Sometimes, the look and feel of things can get ingrained in your brain too. For example, arrow functions are easy for me to recognize because I’ve already committed its syntax to my brain. I’ve seen too many of it.

function nameOfFunction() {
  /* do something */
const arrowFunction = _ => {
  /* do something */

Sometimes, colors help with memory too. When you code, make sure to use a good syntax highlighter, because you’ll immediately know that things are off when the color looks off.

Finally, one cool trick that helps with learning is to type every letter by hand when you learn to code. Do not copy-paste anything.

This method forces you to pay attention to what you’re typing, spotting any mistakes along the way. You’d also remember what you’ve typed, engaging your muscle memory as you learn, which helps you reproduce your code later.

Yes, it’s a lot of work

Learning is hard work. There are no real shortcuts to learning, except to let your brain simmer in the information as you collect cues for building associations.

The only shortcut is to buy books and courses so you learn from a source that’s smarter and more coherent than you.

But even if you go through courses and books, you still need to be patient. You need to observe. You need to do the work and let your brain simmer in the cues.

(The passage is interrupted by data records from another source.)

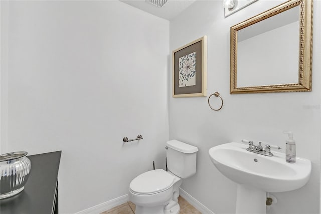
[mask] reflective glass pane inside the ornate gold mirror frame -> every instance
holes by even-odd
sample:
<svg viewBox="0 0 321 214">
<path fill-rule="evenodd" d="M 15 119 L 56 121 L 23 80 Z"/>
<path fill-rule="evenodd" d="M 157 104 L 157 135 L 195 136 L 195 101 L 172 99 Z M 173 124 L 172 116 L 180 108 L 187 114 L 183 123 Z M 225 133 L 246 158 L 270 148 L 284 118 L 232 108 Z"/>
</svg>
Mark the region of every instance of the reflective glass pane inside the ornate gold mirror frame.
<svg viewBox="0 0 321 214">
<path fill-rule="evenodd" d="M 299 27 L 296 6 L 239 30 L 237 87 L 298 82 Z"/>
</svg>

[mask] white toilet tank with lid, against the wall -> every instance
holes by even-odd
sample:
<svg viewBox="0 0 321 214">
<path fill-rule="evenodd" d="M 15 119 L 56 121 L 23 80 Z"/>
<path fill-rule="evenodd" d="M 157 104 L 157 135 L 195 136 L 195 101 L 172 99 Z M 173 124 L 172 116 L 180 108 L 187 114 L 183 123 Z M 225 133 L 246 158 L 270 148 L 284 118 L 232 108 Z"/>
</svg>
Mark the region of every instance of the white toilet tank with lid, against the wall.
<svg viewBox="0 0 321 214">
<path fill-rule="evenodd" d="M 196 172 L 198 148 L 177 140 L 166 142 L 167 168 L 180 178 L 188 178 Z"/>
</svg>

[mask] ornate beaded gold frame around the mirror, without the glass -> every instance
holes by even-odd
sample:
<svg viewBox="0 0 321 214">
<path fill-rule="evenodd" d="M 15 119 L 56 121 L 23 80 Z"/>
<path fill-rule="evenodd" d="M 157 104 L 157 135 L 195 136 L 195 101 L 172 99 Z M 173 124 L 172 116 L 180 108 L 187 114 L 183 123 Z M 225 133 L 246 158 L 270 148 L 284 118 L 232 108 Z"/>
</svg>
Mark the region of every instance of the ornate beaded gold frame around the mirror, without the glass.
<svg viewBox="0 0 321 214">
<path fill-rule="evenodd" d="M 238 31 L 250 25 L 268 19 L 274 15 L 299 7 L 299 51 L 298 82 L 251 85 L 237 87 L 237 46 Z M 304 92 L 312 90 L 312 36 L 313 36 L 313 0 L 289 0 L 257 16 L 231 27 L 230 40 L 230 94 L 238 93 L 271 93 L 271 92 Z M 251 78 L 251 77 L 249 77 Z"/>
</svg>

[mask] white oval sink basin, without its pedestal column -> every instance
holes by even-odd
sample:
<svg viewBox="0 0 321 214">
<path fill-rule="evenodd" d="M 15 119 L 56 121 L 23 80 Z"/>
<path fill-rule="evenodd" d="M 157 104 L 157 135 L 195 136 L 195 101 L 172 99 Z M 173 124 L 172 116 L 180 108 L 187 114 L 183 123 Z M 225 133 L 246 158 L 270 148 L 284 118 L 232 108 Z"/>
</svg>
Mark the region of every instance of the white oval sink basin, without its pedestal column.
<svg viewBox="0 0 321 214">
<path fill-rule="evenodd" d="M 246 151 L 246 148 L 246 144 L 232 142 L 212 147 L 209 154 L 216 168 L 227 178 L 265 192 L 295 190 L 309 180 L 310 160 L 296 157 L 296 163 L 287 163 L 284 153 L 272 150 L 274 156 L 268 157 Z"/>
</svg>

The good news is, if you discard (or temporarily suspend) your fears and beliefs, and you pay attention, you would learn quickly. You would also remember most of what you learned.

Once you’ve learned it, the most importing thing afterwards is to use it.

Use it

Humans can hold roughly seven things in the short-term memory at once. When you learn, it’s best for you to use the thing right away, so you trigger a better chance of recall.

That’s why the “typing letter by letter” trick works; you use it while you’re learning it.

After going through your materials, you should test what you learned a second time. Maybe a third time if you can manage it. When you do so, try your hardest not to refer to the material. Doing so helps you create associations which leads to better recall later too.

There’s no need to be 100% right. You can always check you work when you’re done, then correct as necessary. Make sure to correct afterwards though! You don’t want to remember the wrong things.

As you use the stuff you learned, you’ll slowly store them into your long-term memory. JavaScript then becomes a skill you would never forget, like riding a bicycle.

Wrapping up

So, let go of your fears and beliefs. If you can’t, at least try to temporarily suspend them and pay attention to what you’re learning.

Then, use what you’ve learned you slowly but surely put them into your memory.